Le roman de Dino Buzzati, Le Désert des Tartares, synthèse de huis clos et d’horizons infinis, devait naturellement séduire et effrayer les cinéastes. Antonioni, Visconti, Lean pensèrent s’y confronter ; c’est finalement Valerio Zurlini qui le porta à l’écran. Par la même occasion, il propose une interprétation tardive et originale du leitmotiv mélancolique de l’irréductible distance entre les hommes, si prégnant dans le cinéma italien d’après-guerre. Le film participe de ces œuvres presque grandes mais un peu ratées, qui n’emportent pas l’adhésion, mais frappent l’imagination.
Le Désert des Tartares est l’histoire de l’épuisement du motif héroïque dans une vie de garnison absurde. Drogo, jeune officier ambitieux, va prendre son service à la forteresse de Bastiani, aux confins de l’Empire. Le voyage est somptueux – les plans sont tournées en Iran, dans les déserts de rocaille entourant la cité antique de Bam – et Bastiani se révèle, dans sa majesté solitaire, comme un foyer de sens et d’histoire au milieu du désert. C’est l’unique fois où le fort se donne comme image cohérente, commensurable, humaine. Devenu lieu de l’« action », sa géographie devient biscornue et confuse. Zurlini ne procède pas à l’arpentage des lieux mais juxtapose des fragments d’espace que l’on est bien en peine – et c’est le but – de lier en un tout cohérent.
Cela vaut aussi du « monde » où la forteresse trouve sa place : sans qualité, sans est et ouest, sans nord et sud. Pas un monde précisément, mais un espace et un temps sans déterminations. Zurlini se révèle habile dans la (dé)construction de cet espace-temps sans géographie ni histoire où l’on ne sait où se trouve la frontière, la redoute, et où l’on s’aperçoit après coup du vieillissement des personnages, sans avoir eu l’idée du temps qui passe. Dans ce cadre, l’organisation de la vie de garnison et ses rapports de pouvoir apparaissent arbitraires, et d’une absurdité kafkaïenne.

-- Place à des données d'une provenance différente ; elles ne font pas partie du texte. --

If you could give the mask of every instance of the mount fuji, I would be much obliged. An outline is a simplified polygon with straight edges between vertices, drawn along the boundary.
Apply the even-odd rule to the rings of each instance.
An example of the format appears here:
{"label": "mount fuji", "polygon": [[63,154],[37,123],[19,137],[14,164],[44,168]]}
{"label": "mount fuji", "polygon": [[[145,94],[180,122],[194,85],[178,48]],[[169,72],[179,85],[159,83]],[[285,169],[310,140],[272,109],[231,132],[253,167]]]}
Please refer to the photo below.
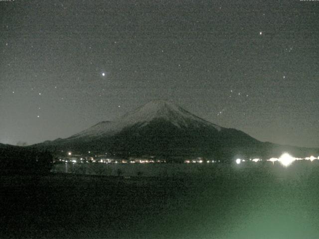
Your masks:
{"label": "mount fuji", "polygon": [[[277,156],[284,147],[217,125],[163,100],[151,101],[117,120],[100,122],[68,138],[32,146],[51,150],[108,152],[124,157],[223,159]],[[291,151],[298,148],[297,151],[303,148],[284,147]]]}

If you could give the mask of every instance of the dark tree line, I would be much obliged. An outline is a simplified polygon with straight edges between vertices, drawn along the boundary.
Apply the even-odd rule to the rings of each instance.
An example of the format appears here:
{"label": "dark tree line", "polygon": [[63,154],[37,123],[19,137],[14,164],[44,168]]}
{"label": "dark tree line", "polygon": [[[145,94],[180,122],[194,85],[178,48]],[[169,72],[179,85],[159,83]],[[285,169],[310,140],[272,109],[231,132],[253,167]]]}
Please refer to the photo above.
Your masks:
{"label": "dark tree line", "polygon": [[2,173],[45,173],[51,169],[52,162],[52,155],[48,151],[22,147],[0,148]]}

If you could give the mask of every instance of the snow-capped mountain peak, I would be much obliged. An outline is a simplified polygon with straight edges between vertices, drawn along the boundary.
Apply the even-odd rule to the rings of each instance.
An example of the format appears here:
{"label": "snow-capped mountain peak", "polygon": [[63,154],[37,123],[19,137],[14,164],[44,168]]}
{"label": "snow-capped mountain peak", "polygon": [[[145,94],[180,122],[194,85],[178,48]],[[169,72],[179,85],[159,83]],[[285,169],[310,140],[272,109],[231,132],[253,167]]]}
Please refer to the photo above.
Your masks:
{"label": "snow-capped mountain peak", "polygon": [[221,129],[221,127],[199,118],[172,103],[158,100],[148,103],[117,120],[101,122],[69,138],[112,135],[138,124],[139,127],[143,127],[155,120],[164,120],[178,128],[212,126],[218,131]]}

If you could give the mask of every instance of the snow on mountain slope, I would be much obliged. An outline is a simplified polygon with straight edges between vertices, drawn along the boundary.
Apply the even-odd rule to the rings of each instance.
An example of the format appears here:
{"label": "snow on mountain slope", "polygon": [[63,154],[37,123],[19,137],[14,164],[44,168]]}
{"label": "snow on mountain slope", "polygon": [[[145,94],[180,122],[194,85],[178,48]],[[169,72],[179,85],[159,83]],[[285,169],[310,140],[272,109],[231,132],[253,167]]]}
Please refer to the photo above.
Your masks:
{"label": "snow on mountain slope", "polygon": [[181,107],[167,101],[160,100],[149,102],[135,111],[128,113],[113,122],[102,121],[71,136],[68,139],[83,137],[111,135],[124,128],[139,124],[143,127],[154,120],[166,120],[178,128],[211,126],[220,131],[221,127],[206,121]]}

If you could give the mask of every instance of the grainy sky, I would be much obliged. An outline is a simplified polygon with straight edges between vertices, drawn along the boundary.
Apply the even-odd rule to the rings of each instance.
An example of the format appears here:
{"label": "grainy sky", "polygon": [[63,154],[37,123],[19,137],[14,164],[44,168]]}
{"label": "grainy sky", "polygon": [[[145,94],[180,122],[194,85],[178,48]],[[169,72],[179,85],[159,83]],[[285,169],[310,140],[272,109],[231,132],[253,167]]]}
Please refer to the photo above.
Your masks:
{"label": "grainy sky", "polygon": [[319,147],[319,1],[0,1],[0,142],[66,137],[172,101]]}

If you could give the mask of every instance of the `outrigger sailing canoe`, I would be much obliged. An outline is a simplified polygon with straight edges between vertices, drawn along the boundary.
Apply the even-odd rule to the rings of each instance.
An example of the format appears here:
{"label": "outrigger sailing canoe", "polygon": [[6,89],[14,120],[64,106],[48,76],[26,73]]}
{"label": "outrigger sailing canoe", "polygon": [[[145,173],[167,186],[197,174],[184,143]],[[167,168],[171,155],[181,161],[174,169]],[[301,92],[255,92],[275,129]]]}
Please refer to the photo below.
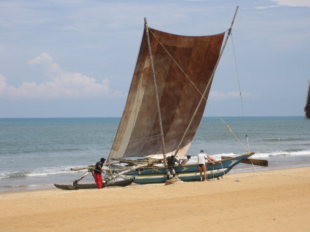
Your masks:
{"label": "outrigger sailing canoe", "polygon": [[[174,153],[179,158],[185,155],[202,117],[237,10],[224,43],[225,32],[178,35],[148,27],[144,19],[127,100],[107,160],[113,170],[111,178],[135,177],[134,182],[139,183],[164,183],[167,154]],[[207,178],[224,175],[254,154],[246,150],[244,155],[222,159],[215,165],[206,163]],[[200,179],[197,163],[175,170],[181,180]]]}
{"label": "outrigger sailing canoe", "polygon": [[[237,10],[224,43],[225,32],[178,35],[148,27],[144,19],[126,104],[103,169],[107,178],[135,178],[134,182],[141,184],[166,180],[167,154],[182,158],[190,146]],[[206,163],[208,178],[225,174],[254,154],[245,149],[244,154],[223,157],[215,165]],[[182,180],[200,179],[197,163],[180,165],[175,170]]]}

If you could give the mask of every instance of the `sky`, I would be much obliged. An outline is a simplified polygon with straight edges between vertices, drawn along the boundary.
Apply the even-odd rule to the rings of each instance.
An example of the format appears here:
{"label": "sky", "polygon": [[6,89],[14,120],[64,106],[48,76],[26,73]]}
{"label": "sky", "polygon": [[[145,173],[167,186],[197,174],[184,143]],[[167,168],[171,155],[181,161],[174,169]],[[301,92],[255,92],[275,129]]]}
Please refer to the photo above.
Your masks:
{"label": "sky", "polygon": [[310,0],[0,0],[0,118],[121,117],[144,18],[212,35],[237,6],[208,99],[216,113],[208,105],[204,116],[303,116]]}

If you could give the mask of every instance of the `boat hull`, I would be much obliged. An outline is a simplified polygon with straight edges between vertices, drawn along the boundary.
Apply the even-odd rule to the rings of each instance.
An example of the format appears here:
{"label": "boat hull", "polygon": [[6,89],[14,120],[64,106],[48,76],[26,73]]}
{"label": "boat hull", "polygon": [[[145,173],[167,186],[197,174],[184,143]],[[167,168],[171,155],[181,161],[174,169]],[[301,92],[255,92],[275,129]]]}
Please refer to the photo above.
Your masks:
{"label": "boat hull", "polygon": [[[254,153],[239,156],[232,158],[221,160],[212,165],[206,163],[207,178],[210,179],[221,177],[229,172],[232,168],[245,159],[252,156]],[[175,166],[175,175],[183,181],[199,181],[200,180],[200,172],[198,164],[195,163]],[[135,177],[134,182],[138,184],[164,183],[167,180],[166,169],[163,166],[137,169],[122,176],[123,178]],[[172,177],[172,175],[170,175]],[[202,173],[203,177],[203,173]]]}
{"label": "boat hull", "polygon": [[[107,183],[102,183],[102,187],[110,186],[120,186],[124,187],[129,185],[135,180],[135,177],[123,180],[109,181]],[[78,183],[74,186],[71,185],[58,184],[54,184],[54,185],[58,188],[65,190],[75,190],[78,189],[86,189],[97,188],[95,183],[91,184],[79,184]]]}

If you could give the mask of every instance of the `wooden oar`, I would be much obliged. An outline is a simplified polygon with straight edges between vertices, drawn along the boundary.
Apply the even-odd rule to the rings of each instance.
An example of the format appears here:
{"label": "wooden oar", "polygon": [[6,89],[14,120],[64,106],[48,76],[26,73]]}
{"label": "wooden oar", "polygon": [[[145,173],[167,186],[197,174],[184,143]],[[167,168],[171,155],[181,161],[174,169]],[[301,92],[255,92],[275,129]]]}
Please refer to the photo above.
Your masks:
{"label": "wooden oar", "polygon": [[[222,159],[228,159],[231,158],[233,158],[230,156],[222,156]],[[265,160],[257,160],[255,159],[246,159],[241,162],[244,164],[253,164],[254,165],[258,165],[258,166],[262,166],[264,167],[268,167],[268,161]]]}

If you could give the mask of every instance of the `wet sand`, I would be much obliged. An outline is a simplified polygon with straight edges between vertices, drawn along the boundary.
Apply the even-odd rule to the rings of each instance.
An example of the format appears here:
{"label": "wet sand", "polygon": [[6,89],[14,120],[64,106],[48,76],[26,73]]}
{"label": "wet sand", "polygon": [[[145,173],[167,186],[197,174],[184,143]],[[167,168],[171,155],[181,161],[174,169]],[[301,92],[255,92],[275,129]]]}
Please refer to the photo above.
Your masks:
{"label": "wet sand", "polygon": [[0,231],[308,231],[309,194],[309,167],[168,185],[2,192]]}

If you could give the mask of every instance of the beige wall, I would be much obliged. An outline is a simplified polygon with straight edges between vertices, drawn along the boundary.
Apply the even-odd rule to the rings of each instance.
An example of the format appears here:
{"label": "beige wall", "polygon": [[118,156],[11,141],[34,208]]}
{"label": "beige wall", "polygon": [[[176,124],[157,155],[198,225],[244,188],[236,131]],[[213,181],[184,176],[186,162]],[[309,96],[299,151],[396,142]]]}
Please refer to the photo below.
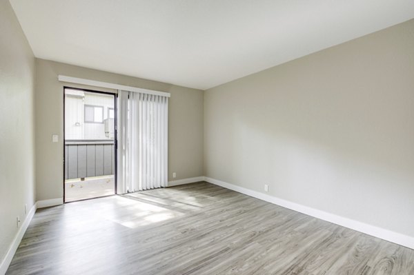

Y a‑t-il d’ailleurs des rapports entre les individus ? Il ne paraît en tout cas pas y avoir de véritable relations, sinon de pure rivalité, ou lorsque émergent par fulgurance un amour ou une haine, sans qu’aucune évolution narrative notable ne s’en suive – hors le jeu des départs ou les déplacements des rapports de pouvoir qui vont avec. Le reste du temps, dans une immense passivité, les individus sont incapables de faire lien, d’agir les uns sur les autres ou d’interroger leur situation. Le prestige de la distribution (Philippe Noiret, Jean-Louis Trintignant, Jacques Perrin, Fernando Rey, Francisco Rabal, Helmut Griem, Laurent Terzieff, Vittorio Gassman, Max von Sydow !) renforce l’immense mélancolie de cet univers.
Quelques choix de mise en scène font montre d’un pathétique qui apparaît en décalage avec l’intention. Mais si le résultat est en demi-teinte, c’est surtout que la sécheresse affective qui sclérose Bastiani pèse aussi sur le film, qui souffre d’une certaine raideur. Le caractère exclusivement masculin de l’univers n’y est sans doute pas pour rien, quand l’on pense au désir et à la crudité avec lesquels Zurlini filme ses héroïnes (voir par exemple La Fille à la valise ou Le Professeur), et à la violence des sentiments qui les entourent. C’est comme si Zurlini, brillant dans la confusion et l’effusion des sentiments, se trouvait ici un peu à contre-emploi.
Quelques saillies viennent pourtant rompre cette léthargie, objet et danger du film. Ainsi de la scène de chasse au sanglier où les corps se libèrent en même temps que la caméra. Mais ce sont surtout les évocations des Tartares qui viennent donner son souffle au Désert des Tartares : un cheval blanc venu d’on ne sait où, des lumières apparaissant à l’horizon, des silhouettes entrevues dans la brume. Un autre régime d’image vient s’intercaler entre la structuration d’un espace fragmentaire et sans qualité et la description des jeux de prestance stériles des officiers. Des images floues, au statut ambigu : délires individuels, hallucinations collectives, tentatives d’auto-conviction ? Par elles se manifeste l’existence d’un esprit collectif qui rattache finalement les individus à leur lieu. Bastiani, à défaut d’avoir une histoire, se crée une mythologie. Zurlini aurait sans doute dû travailler plus avant dans cette direction, indéniablement la plus intéressante du film. Cela aurait donné une matière plus sensible au mystère qui enveloppe le désert, et qui reste finalement un peu théorique.